Gayden, a social worker by profession, also was an aspiring short-story writer and poet. In the 1930s, she had become an influential member of the now-famous South Side Writer’s Group founded by Richard Wright and Margaret Walker, two of the 20th century’s best-known black writers. The group held many meetings in Gayden’s cottage, and during World War II she published a literary magazine, Negro Story, from her house.
Gayden died in 1986. Her sisters and brother continued living in the cottage until the last one died in 2001. The house had been left to Gayden’s niece, Frances Lawrence, who had her own home in Chatham. Her daughter, Shari Lawrence, a technical writer with a degree from William Penn University, asked her mom if she could have the house. Her mother quit-claimed it to her.
“I thought, ‘Shari will have a home of her own, and I will be sure she is doing OK before I pass away,’” Frances Lawrence said. “Shari will always work and pay her bills. She writes everything out and plans everything. She just doesn’t up and do anything on the spur of the moment.”
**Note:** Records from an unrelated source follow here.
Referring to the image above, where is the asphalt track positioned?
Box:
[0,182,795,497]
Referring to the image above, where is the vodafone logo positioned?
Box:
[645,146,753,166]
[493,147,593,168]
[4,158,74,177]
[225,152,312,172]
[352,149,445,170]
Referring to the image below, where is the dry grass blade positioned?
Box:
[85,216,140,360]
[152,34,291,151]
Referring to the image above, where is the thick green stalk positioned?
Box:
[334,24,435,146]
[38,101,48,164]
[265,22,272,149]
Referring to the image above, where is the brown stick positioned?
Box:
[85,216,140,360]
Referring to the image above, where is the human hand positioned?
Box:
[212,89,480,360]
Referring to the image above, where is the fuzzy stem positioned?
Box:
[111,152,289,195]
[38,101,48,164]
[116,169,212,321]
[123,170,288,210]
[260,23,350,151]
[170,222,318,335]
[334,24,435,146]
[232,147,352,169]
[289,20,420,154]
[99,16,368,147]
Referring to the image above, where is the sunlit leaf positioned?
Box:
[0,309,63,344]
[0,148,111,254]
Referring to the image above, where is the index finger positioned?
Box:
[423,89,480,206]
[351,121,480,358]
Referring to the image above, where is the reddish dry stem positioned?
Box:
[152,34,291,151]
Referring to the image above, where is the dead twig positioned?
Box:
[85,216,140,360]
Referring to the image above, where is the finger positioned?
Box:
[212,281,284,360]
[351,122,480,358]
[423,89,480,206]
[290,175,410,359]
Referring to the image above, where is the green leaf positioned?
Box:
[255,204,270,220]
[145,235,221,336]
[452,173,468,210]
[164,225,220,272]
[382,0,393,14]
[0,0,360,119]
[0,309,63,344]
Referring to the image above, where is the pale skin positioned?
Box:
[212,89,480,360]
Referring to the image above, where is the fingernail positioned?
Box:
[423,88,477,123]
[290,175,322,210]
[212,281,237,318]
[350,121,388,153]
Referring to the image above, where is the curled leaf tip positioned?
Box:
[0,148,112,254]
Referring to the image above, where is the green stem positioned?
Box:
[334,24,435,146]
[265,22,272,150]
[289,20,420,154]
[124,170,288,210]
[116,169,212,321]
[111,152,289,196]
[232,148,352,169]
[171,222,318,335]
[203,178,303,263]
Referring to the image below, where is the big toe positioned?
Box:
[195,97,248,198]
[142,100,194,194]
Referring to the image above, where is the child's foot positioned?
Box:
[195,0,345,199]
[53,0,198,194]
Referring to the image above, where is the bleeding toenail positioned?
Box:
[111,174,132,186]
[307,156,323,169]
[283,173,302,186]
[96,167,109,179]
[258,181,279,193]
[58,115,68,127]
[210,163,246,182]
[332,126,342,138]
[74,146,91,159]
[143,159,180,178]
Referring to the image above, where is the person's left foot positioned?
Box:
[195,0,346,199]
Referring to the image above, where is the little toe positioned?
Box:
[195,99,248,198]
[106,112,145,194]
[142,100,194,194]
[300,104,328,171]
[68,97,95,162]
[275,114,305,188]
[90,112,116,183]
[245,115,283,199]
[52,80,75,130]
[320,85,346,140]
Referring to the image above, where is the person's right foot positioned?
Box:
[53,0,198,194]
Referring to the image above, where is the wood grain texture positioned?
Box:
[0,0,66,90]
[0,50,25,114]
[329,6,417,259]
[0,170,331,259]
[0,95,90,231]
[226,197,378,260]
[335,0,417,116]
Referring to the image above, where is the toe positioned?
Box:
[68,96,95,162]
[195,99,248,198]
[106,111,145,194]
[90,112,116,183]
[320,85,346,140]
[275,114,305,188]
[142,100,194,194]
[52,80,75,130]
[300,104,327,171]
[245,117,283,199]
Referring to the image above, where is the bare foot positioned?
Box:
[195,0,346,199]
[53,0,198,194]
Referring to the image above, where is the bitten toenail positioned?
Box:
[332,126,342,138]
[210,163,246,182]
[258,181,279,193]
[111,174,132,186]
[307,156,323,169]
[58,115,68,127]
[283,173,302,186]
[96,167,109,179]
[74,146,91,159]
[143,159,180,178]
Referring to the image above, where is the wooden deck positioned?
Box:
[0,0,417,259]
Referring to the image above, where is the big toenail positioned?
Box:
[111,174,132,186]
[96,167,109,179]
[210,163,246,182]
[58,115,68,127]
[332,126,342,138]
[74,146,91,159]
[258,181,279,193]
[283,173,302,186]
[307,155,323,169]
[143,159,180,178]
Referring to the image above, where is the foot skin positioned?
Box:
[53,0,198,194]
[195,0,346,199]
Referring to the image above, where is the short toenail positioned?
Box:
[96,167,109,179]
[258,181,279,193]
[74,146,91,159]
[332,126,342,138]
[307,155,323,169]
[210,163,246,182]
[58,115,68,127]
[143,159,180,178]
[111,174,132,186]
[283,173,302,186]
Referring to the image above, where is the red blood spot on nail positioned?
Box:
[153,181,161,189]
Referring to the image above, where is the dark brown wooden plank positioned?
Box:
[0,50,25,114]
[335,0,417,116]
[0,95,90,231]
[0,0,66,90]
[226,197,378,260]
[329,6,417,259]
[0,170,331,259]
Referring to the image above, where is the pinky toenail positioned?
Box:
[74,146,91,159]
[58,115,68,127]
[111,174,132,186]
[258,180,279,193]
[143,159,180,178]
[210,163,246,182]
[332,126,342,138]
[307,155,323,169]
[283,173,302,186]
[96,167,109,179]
She hired the Chicago residential architecture firm Burns + Beyerl to draw up plans for a gourmet kitchen, three bedrooms, including a master suite with a cathedral ceiling, and 2½ bathrooms.
Lawrence loved the designs, which cost her about $10,000. But then she lost her job at Click Commerce, a software dot-com, and had to put everything on hold. A month later, she landed at Anexsys, a Bank One joint venture that developed software to handle electronic government-tax payments.
Chastened but undeterred, Lawrence picked up the plans a few months later. Her architects were blunt: They said she could not afford to work with any of the contractors who regularly bid on their jobs. Lawrence would need to find her own contractor.
She did. Lawrence saw Goldberg General Contracting’s name in a Chicago magazine article. She left a message asking if they would recommend a less-expensive firm.
Jeff Berry, Goldberg’s vice president, called back and asked, “How do you know you can’t afford us?” At about $250,000, Lawrence’s project was about half the size that Goldberg preferred, but Berry saw an opportunity to get a foot in the door with Burns + Beyerl.
Four years after her gut-rehab was substantially finished, there are still holes in the ceiling with dangling wires where light fixtures should hang. Woodwork on the second floor needs to be stripped and painted. Other trim has never been stained or varnished. Her living room has no couch or chairs, and her bedroom is bare except for an ironing board and a mattress on a metal frame.
Expenses connected to older homes never really stop coming, Lawrence has discovered. Last year, it was $12,000 to rebuild old chimneys. A $6,000 estimate to bring her fireplaces up to code sits on the kitchen island. She won’t be doing that this year. She may never have the tens of thousands of dollars that it would take to redo her home’s facade.
In late 2006, Lawrence changed jobs again. This time it was her own idea. She now works for HSBC, one of the world’s largest banks, writing procedures for mortgage lenders.
She has no credit card debt but says she is still afraid of spending money.
“I don’t have everything I want, but I have everything I need. I’ve been given a fantastic gift from my mom, and I need to take care of it. As long as I have a job, I’m fine.”